Geographic Information Systems in the Digital Humanities
Geographic Information Systems in the Digital Humanities
A geographic information system (GIS) is a computer software system for the spatial analysis of data and for designing and generating maps (Gieseking, 2018). It works with geospatial data, which is any data that includes a spatial location, or put another way, data that can be spatially located. GIS is increasingly important in the digital humanities, as evidenced by a large list of thousands of digital humanities projects that employ GIS technologies (see DH GIS Projects). Such projects include mapping the army barracks of 18th century Ireland, a mapping of Mediaeval roads, geospatial representations of organizations in China during the Song dynasty, a geospatial database of the main published collections of Icelandic folklore, and projects directly related to Edmonton, Alberta, Canada. Although maps generally provide point-based information, they can also represent spatial dynamics and patterns of movement.
Another example of the synergy between the digital humanities and GIS is the creation of a GIS-generated 3-D model of Mitchelville, South Carolina, the first town of freed enslaved people in that state. The project, a collaboration of a GIS expert (Eileen Johnson), an art historian (Dana Byrd), and a student, provides users with the experience of those whose history is incomplete because so much of it was often lost, destroyed, or unrecorded (Gieseking, 2018).
The main data for geo-humanities research is predominantly text, images, video, performance, and archival evidence, in contrast to the quantitatively more objective data employed by the social sciences.
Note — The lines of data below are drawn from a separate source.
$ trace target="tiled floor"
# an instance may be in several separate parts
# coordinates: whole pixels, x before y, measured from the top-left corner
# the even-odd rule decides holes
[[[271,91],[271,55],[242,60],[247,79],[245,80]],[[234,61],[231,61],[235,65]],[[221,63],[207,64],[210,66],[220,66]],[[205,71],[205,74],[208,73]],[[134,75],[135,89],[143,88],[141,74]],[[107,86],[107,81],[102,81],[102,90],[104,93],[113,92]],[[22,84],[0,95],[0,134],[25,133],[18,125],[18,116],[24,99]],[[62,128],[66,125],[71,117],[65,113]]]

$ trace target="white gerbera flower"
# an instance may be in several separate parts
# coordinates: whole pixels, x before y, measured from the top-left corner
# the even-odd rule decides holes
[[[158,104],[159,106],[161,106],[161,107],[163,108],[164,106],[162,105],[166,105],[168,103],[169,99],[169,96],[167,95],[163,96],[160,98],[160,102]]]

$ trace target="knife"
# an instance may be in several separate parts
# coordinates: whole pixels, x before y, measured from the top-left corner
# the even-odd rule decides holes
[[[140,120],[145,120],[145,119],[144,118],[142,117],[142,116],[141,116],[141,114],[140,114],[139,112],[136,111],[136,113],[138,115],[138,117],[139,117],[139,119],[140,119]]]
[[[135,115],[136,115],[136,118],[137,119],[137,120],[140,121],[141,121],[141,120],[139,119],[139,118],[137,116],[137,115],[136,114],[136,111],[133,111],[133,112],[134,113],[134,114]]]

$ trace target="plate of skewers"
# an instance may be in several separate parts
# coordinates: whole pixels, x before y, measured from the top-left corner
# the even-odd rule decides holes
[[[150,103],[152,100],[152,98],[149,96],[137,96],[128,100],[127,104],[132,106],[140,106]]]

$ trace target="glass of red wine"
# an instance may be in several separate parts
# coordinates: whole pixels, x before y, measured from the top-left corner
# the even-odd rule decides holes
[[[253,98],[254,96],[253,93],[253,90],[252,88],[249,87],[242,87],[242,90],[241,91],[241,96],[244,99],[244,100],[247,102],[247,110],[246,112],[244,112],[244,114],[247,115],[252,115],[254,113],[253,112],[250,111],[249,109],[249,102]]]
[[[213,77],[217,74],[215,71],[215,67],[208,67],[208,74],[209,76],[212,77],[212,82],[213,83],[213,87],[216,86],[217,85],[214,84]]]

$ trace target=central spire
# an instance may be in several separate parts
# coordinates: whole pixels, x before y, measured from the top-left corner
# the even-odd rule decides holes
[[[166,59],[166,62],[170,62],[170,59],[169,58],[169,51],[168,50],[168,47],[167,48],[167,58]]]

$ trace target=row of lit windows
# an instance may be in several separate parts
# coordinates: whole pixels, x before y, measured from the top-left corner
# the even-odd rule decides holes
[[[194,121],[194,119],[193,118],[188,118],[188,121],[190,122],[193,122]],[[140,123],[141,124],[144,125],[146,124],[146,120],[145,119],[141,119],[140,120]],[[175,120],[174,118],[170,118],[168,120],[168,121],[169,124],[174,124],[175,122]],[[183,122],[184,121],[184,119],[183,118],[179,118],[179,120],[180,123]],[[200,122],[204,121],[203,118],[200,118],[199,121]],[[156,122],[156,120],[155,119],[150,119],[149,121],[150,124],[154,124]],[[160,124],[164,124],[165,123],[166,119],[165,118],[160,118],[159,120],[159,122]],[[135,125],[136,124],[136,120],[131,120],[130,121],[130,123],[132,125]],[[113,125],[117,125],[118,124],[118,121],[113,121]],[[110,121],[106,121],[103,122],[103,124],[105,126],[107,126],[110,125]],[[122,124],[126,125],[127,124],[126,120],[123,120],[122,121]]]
This distinction between qualitative–quantitative and evidence–data, however, is only superficial, as boundaries between quantitative and qualitative projects are often porous.
GIS, on the other hand, has the potential to bridge the qualitative/quantitative dichotomy, and, in many respects, the digital humanities have the ability to exert a profound influence on the future of GIS itself (Gieseking, 2018). The quantitative (locatedness) and qualitative (spatialities) are combined in digital humanities GIS (GIS in the digital humanities): “There is a move towards using GIS technology to highlight the imbricated relationship between the locatedness of everyday life and the spatialities of cultural practices” (David Cooper and Ian N. Gregory, cited in (Gieseking, 2018)).
Although maps and other geospatial data visualizations related to humanities areas (history, literature, the arts, etc.), as well as the technologies to create them, retain their pivotal importance, are more significant influence of the digital humanities on GIS is the critical analysis of those data visualizations and archives (Gieseking, 2018).
As will become clear in the discussion of the synergistic relationship between geographic information systems (GIS) and the digital humanities, GIS has many important applications in classical studies and cultural analytics, as those fields make extensive use of the concept of space and location. However, GIS is not limited to these areas. For instance, determining locations that occur in texts, whether historic or contemporary, is also necessary. A recent investigation that underscores this synergy is now discussed.
Example: Named Entity Recognition and Geocoding with R
In a recent project in DH GIS, the specific goal is geolocation (otherwise known as geopositioning, or geolocalization), where the geographical position of an entity or object is determined or computed using various data sources. Related to this is named entity recognition (NER), described below, and geocoding, which is determining or computing the spatial coordinates for locations. Locations are expressed using a geographic coordinate system, consisting of latitude and longitude coordinates, explained in detail below.
The specific application described here addresses named entity recognition (NER) and geocoding for digital humanities applications. NER is the process of identifying, or tagging, entities in a text. It is properly the domain of natural language processing (NLP). Entities can be any physical or conceptual objects, or, in the current context, locations. Geocoding is determining spatial coordinates for spatial entities.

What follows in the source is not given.